Heil, 73, celebrated her golden jubilee this summer at the order’s St. Rose Convent in La Crosse, Wisconsin, after the celebration was postponed for three years due to the pandemic.
“Our charism is that of presence, of Eucharistic presence,” said Heil.
“I make the commitment daily to be a Eucharistic presence to whom I’m serving and with whom I’m living. (From the beginning, we have been) radiating light, divine light, that gives joy and love to those around us.”
Over the years, the FSPA sisters have served in schools, hospitals and on First Nations reserves.
“We’re that prayer powerhouse, that balance with service, both contemplative and apostolic,” she said.
Heil, born in the United States, comes from an extended family of women religious, including her twin sister, Roselyn. The sisters, who answered the call to religious life together, share a special bond that bridges the gap of physical distance that came after Carolyn moved. Heil said they stay connected by praying together every morning.
Of her twin, Roselyn said, “She has much wisdom because she reflects on her experience and integrates her experience with knowledge. I think that’s also a gift of being twins … We can struggle and wrestle with ideas.”
Heil is very good at finding the “gift in the experience,” Roselyn said.
“My vision of what my life is about,” Heil reflected, “is to be that Franciscan Eucharistic presence at all times.”
Heil is a teacher by training and completed a masters degree in the Culture and Creation-Centred Spirituality program at Holy Names University in California. In 1991, she was sent to Orangeville, Ont., to start her ministry at the Ecology Retreat Centre, where she joined two former classmates and began as a cook, gardener and housekeeper.
“We came with the intention of creation-centred spirituality, recognizing God is in all of creation, and that we are all sisters and brothers — which is very Franciscan — and to live the Gospel at all times. When necessary, use words,” Heil said.
She also served as the sole elementary school teacher at Stoney Point Reserve School in Forest, Ont., for one year.
In Kilworthy, Ont., Heil helped found Camp Winston which welcomes youth with neurobiological disabilities.

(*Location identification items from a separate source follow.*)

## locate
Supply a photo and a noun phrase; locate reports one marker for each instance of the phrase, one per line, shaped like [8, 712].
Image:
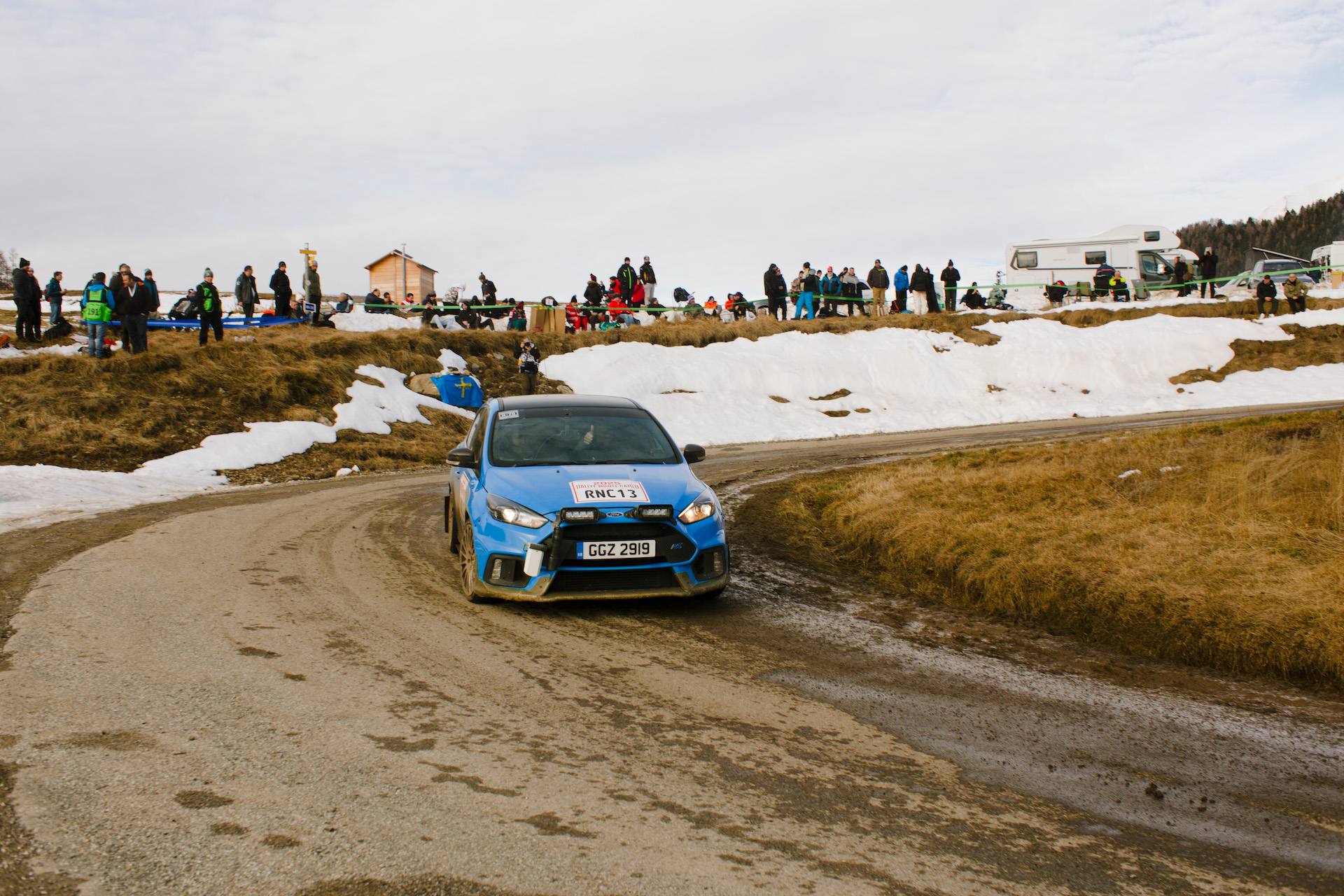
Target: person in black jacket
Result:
[134, 301]
[923, 282]
[245, 290]
[776, 290]
[1208, 272]
[27, 298]
[1179, 276]
[951, 277]
[593, 292]
[1266, 289]
[879, 281]
[1056, 293]
[648, 280]
[280, 286]
[528, 356]
[488, 290]
[54, 295]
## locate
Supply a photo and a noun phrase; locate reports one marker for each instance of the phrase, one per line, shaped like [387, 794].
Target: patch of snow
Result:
[10, 351]
[363, 323]
[42, 495]
[917, 381]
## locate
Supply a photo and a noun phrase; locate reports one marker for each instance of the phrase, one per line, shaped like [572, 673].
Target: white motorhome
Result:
[1139, 253]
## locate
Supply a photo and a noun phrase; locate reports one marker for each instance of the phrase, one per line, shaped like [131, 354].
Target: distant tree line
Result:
[1297, 232]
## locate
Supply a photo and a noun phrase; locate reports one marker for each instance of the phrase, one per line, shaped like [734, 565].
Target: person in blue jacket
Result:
[97, 304]
[901, 285]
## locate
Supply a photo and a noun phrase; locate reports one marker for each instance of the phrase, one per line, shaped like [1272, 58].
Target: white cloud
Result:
[542, 141]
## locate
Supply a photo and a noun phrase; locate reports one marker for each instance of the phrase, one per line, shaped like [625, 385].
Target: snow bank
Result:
[902, 379]
[41, 495]
[360, 321]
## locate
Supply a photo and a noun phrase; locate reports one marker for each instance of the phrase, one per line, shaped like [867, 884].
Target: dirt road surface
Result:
[280, 691]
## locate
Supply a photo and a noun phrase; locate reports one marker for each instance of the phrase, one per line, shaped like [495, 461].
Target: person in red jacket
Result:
[620, 311]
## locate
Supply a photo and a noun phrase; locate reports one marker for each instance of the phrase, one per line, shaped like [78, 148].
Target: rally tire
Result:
[467, 566]
[452, 526]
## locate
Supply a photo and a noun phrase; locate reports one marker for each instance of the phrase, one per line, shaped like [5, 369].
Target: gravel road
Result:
[280, 691]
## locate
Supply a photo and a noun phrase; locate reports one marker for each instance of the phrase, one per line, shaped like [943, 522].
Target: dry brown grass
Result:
[1234, 561]
[1308, 347]
[118, 414]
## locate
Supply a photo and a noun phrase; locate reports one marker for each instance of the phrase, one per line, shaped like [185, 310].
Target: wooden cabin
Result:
[400, 274]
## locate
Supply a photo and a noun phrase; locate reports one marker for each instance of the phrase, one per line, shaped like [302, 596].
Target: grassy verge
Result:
[1233, 558]
[118, 414]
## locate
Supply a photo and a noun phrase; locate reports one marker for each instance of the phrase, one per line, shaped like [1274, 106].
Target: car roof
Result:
[517, 402]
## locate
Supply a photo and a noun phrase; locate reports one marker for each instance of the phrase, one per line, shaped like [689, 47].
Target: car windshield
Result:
[578, 435]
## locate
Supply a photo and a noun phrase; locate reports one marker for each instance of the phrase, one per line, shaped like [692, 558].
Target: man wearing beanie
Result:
[27, 298]
[312, 292]
[281, 289]
[211, 309]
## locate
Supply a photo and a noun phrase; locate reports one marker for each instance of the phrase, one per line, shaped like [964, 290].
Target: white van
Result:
[1331, 258]
[1138, 251]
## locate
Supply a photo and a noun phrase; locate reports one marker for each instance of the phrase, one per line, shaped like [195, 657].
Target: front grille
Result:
[650, 580]
[616, 531]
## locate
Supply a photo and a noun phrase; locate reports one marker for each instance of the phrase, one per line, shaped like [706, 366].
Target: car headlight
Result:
[699, 510]
[514, 514]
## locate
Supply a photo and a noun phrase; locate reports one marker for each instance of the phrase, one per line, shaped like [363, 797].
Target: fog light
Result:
[533, 564]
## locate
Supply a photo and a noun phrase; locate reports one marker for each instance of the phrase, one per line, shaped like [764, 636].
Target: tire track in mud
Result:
[401, 741]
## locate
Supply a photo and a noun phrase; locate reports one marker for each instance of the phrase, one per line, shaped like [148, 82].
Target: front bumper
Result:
[678, 570]
[539, 590]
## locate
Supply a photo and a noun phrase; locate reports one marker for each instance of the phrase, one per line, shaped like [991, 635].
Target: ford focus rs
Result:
[580, 496]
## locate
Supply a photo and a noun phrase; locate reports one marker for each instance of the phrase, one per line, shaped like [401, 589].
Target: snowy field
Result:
[41, 495]
[901, 381]
[727, 393]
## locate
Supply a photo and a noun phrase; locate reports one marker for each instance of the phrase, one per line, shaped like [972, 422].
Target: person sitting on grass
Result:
[528, 358]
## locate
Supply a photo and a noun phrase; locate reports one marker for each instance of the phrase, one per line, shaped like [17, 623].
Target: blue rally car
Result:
[580, 496]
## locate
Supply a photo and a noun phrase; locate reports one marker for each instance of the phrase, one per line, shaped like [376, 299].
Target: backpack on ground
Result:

Heil said the nature program is designed to nurture interactive social skills and build interrelationships between people and all of God’s creation.
At the nature school, about 150 children attend each summer where they interact with animals like rabbits, llamas and guinea pigs, and learn to develop a love, appreciation and respect for nature, she said. Her connection to nature comes naturally, having grown up on a farm.
On what she has learned over the past 50 years, she said the children have been wise teachers.
“I continue to learn patience and acceptance because you don’t know what’s going on with the child. You don’t know what they bring from home. I’m accepting them where they’re at and learn to be attentive,” she said.